We are seeing this in the current crisis playing out in Islamabad and Lahore. Mian Nawaz Sharif, the legally elected Prime Minister with over 50% of seats in the National Assembly is running scared against the onslaught of Imran Khan who has fewer than 10% of the seats and Tahir ul Qadri who has absolutely none. Both want to topple his government and dream of becoming kings. 

Imran Khan feels that electoral rigging in May 2013 elections cost him Prime Ministership. Why he is turning to street protests 15 months later is beyond me. Never mind that FAFEN felt that although there were malpractices, all parties did them and they would not changed very many seats. Surely not the 120 more seas that PTI needed to form government. The courts agree with this conclusion. So now Imran Khan has taken to street intimidation (ironically their partners in KPK government are Jamat-i-Islami, the seldom elected masters of street intimidation). There is an implicit understanding that PTI and its leaders are demonstrating: People and their will means little, when you want political power, do it by force. 
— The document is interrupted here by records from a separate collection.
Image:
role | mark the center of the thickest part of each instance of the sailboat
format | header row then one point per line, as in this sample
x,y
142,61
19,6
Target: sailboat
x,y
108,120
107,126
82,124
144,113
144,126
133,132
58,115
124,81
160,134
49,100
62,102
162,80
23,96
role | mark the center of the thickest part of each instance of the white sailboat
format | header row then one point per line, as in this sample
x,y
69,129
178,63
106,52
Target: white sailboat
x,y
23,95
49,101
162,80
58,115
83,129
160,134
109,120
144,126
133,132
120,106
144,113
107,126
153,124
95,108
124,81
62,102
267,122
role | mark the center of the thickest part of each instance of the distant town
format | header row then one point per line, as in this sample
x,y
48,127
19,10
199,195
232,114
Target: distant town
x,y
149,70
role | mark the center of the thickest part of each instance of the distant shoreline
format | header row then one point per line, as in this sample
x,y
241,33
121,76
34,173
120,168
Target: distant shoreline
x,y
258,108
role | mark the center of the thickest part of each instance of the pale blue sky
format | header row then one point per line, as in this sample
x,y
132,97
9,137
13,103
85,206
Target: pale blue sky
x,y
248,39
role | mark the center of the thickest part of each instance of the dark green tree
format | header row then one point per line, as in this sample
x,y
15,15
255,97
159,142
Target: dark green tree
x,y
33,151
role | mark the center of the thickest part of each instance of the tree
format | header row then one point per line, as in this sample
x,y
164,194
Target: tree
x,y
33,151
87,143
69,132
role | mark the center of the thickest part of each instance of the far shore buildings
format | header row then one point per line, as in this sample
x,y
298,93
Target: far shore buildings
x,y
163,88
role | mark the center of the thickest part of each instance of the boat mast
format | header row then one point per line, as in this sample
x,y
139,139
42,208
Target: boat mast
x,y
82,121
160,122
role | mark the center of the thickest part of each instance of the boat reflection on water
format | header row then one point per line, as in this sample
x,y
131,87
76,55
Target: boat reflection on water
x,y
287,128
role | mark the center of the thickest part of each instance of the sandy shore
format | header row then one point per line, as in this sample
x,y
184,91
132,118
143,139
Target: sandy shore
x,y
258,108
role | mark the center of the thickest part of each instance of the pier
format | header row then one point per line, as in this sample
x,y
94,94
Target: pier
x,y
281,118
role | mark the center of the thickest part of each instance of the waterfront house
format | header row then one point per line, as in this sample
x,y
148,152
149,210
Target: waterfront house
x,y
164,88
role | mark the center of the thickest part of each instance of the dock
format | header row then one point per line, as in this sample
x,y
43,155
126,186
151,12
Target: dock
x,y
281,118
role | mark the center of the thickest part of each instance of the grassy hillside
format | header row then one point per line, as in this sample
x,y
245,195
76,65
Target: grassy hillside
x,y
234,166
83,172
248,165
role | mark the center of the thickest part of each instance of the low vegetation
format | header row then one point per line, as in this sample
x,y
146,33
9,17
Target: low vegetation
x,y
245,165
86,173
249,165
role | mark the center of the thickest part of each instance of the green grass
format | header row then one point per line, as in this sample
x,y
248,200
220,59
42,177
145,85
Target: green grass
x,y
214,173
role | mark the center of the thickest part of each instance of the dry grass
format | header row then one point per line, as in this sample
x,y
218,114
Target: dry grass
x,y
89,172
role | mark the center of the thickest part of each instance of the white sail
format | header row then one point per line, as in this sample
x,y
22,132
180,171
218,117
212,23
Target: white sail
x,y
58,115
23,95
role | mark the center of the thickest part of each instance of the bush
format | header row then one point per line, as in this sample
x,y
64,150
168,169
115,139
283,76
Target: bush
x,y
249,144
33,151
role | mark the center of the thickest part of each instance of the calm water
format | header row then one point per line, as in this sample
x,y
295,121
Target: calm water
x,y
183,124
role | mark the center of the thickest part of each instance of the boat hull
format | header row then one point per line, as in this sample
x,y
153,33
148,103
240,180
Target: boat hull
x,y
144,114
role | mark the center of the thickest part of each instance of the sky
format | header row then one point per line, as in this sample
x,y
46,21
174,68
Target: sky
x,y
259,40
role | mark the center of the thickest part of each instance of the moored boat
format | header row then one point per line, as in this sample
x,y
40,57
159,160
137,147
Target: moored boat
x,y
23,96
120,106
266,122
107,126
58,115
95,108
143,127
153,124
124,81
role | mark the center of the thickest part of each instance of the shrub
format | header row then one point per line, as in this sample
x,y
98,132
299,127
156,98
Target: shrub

Tahir ul Qadri is doing the same. He never contested elections. He even tried to stop them last year with his week long siege of Islamabad (where he got the 50+ crore rupees it must have taken to do that is beyond my understanding). He too is using his street power to topple the legally elected government of Pakistan and has explicitly expressed this aim in public. 

The leader of the nation, Nawaz Sharif, also has little confidence in the will of the people. Ideally when faced with intimidation from IK and TUQ, he should have come out and said: “the right to protest is constitutional and we respect that. Please use these designated public spaces legally to do that. We will listen and talk with you. But you can not hold entire cities hostage. Your protest must only happen on holidays. Dont stop the businesses because we are a poor nation and cant afford the roughly 20 billion rupees that this stoppage will cost the residents of Lahore and Islamabad for each day that you hold your dharna”. But this is not what he did. His minions used heavyhanded and sly approaches such as closing off petrol pumps and commandeering cargo containers (wonder if they paid for their use) and blocking roads and adding to the misery of the people. They were faced with illegal protest and feel reluctant to use legal force of the state to restrain it speaks volumes of their belief in the system. They could have relied on the voters that brought them into office and said: we are faced with this challenge, help us sort through it. It may have been difficult and perhaps even uncertain but that would have brought the voters into the decision making centre and would have strengthened the government. But that didnt happen because like IK and TUQ, NS also does not believe that voters have any say in all of this. They too resorted to what they understand politics to be: overt and covert weilding of power. After all, that is what politics means in Pakistan. Its not about pleasing the voters or making allies.